Data Science in Art: Discerning the Painter’s Hand

The Physics, Materials Science and Engineering, and Art History and Art Departments at Case Western Reserve University have joined together in collaboration for the “Data Science in Art: Discerning the Painter’s Hand”. 

The goal of this project is to apply machine learning methods to high-resolution 3D scans of the surfaces of paintings in order to attribute stylistic components of brushwork to artists. Specifically, this team is studying later paintings of El Greco with the aim of distinguishing between his brushstrokes, those of his son Jorge Manuel and other workshop participants, as well as later conservation interventions.  

Ken Singer, the Ambrose Swasey Professor of Physics, Michael Hinczewski, the Warren E. Rupp Associate Professor of Physics, Ina Martin, Adjunct Assistant Professor of Materials Science and Engineering, and Elizabeth Bolman, the Elsie B. Smith Professor in the Liberal Arts and chair of the Department of Art History and Art, recently completed a controlled experiment to use machine learning on a series of painted images of lilies by artists from the Cleveland Institute of Art.

In order to simulate workshop methods and produce sufficient training data, this group of students painted three versions of the same photo of lilies.
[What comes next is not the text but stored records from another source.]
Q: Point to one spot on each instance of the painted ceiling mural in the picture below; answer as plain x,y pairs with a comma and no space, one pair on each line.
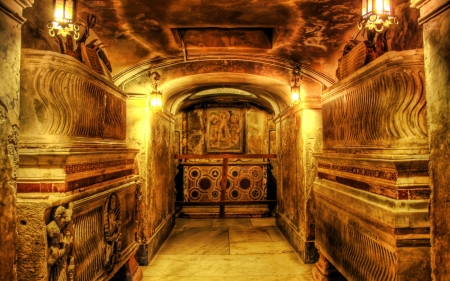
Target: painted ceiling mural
310,32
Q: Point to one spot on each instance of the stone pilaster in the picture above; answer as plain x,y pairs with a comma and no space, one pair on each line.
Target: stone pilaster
11,23
435,18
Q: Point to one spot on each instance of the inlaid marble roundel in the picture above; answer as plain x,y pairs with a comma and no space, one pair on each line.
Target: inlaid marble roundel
214,173
195,194
205,183
245,183
194,173
255,172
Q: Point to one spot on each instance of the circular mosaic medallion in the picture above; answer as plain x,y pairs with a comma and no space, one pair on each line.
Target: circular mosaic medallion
256,194
194,173
214,172
245,183
219,183
255,172
194,194
214,195
235,194
205,183
234,172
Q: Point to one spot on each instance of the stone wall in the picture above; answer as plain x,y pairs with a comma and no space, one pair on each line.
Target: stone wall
10,32
160,180
372,191
192,126
435,18
299,131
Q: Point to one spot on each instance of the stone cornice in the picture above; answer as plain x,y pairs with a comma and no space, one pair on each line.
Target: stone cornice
429,9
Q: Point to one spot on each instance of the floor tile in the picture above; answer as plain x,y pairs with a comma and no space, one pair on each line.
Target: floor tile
227,265
226,249
249,234
246,248
232,222
197,241
263,221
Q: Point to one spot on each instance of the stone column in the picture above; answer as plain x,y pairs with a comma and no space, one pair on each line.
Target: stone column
299,130
10,37
435,18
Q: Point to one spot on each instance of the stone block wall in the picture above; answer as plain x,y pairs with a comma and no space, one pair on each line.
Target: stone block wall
299,131
435,19
11,22
372,191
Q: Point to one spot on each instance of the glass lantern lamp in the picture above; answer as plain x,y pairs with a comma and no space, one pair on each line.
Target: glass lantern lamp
64,16
377,15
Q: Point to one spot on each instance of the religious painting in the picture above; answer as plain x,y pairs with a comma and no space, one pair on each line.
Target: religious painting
224,130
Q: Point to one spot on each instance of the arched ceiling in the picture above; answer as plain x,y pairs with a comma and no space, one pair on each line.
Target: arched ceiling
310,32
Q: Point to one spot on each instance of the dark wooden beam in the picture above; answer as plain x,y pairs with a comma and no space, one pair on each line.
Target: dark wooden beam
216,156
223,203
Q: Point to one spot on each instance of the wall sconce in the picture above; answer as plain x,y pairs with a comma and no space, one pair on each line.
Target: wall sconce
155,95
64,15
295,85
377,15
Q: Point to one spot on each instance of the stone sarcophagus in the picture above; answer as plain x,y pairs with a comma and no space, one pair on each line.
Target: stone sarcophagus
78,192
372,190
84,236
244,182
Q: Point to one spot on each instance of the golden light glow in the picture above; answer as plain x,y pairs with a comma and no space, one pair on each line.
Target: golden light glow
295,94
63,16
155,101
376,15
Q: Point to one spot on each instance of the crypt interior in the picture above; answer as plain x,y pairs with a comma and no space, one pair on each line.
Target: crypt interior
307,121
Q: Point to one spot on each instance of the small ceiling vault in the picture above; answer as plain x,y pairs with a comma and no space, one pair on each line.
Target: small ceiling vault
242,45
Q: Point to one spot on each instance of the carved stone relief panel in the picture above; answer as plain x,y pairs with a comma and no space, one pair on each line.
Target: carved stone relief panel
244,182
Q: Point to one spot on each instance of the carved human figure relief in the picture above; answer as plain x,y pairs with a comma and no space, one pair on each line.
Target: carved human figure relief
60,240
112,224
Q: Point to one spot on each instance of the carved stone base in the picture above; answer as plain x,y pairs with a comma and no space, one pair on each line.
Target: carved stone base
325,271
130,271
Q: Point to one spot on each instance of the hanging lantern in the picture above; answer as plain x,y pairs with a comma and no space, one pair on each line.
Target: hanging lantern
155,95
64,16
295,86
377,15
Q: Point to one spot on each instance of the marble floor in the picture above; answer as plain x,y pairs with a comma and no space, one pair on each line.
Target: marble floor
226,249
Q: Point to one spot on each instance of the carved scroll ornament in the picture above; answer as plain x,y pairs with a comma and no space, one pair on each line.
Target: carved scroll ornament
60,261
112,226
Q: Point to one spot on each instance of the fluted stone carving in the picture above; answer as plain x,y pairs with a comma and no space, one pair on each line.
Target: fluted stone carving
379,107
68,101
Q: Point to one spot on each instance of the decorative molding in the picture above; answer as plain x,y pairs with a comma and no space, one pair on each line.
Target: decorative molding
84,167
67,99
387,110
373,173
244,182
60,240
430,9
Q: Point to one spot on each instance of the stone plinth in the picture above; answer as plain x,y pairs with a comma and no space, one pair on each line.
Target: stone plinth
82,236
372,191
67,104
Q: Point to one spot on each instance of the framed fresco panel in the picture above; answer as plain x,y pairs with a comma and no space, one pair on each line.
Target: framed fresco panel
224,130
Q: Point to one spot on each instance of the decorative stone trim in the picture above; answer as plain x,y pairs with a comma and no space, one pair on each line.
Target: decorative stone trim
373,173
79,168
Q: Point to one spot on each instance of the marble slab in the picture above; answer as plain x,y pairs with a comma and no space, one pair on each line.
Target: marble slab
243,222
197,241
245,248
288,264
Twelve of these paintings (4 groups of 3 paintings) were selected. Then, the team compared the paintings by scanning the surfaces of the paintings with an Optical Profilometer, thus creating high-quality, quantitative scans of the surface height distributions. The machine was trained on two of the three paintings by each student. We used 200 x 200 pixel virtual patches that were unknown to the machine to test attribution. 

The team was able to attribute 98% of the patches, a significant result given that the patch size was a fraction of a complete brush stroke. The methods made it possible to attribute brushwork confidently even when the virtual patches were as small as the width of a few bristles. 

This project confirmed that these methods can be successful on recently made paintings. Next, our team will apply these methods for attribution on El Greco’s paintings, in collaboration with Factum Arte, the premier organization working at the intersection of art and technology.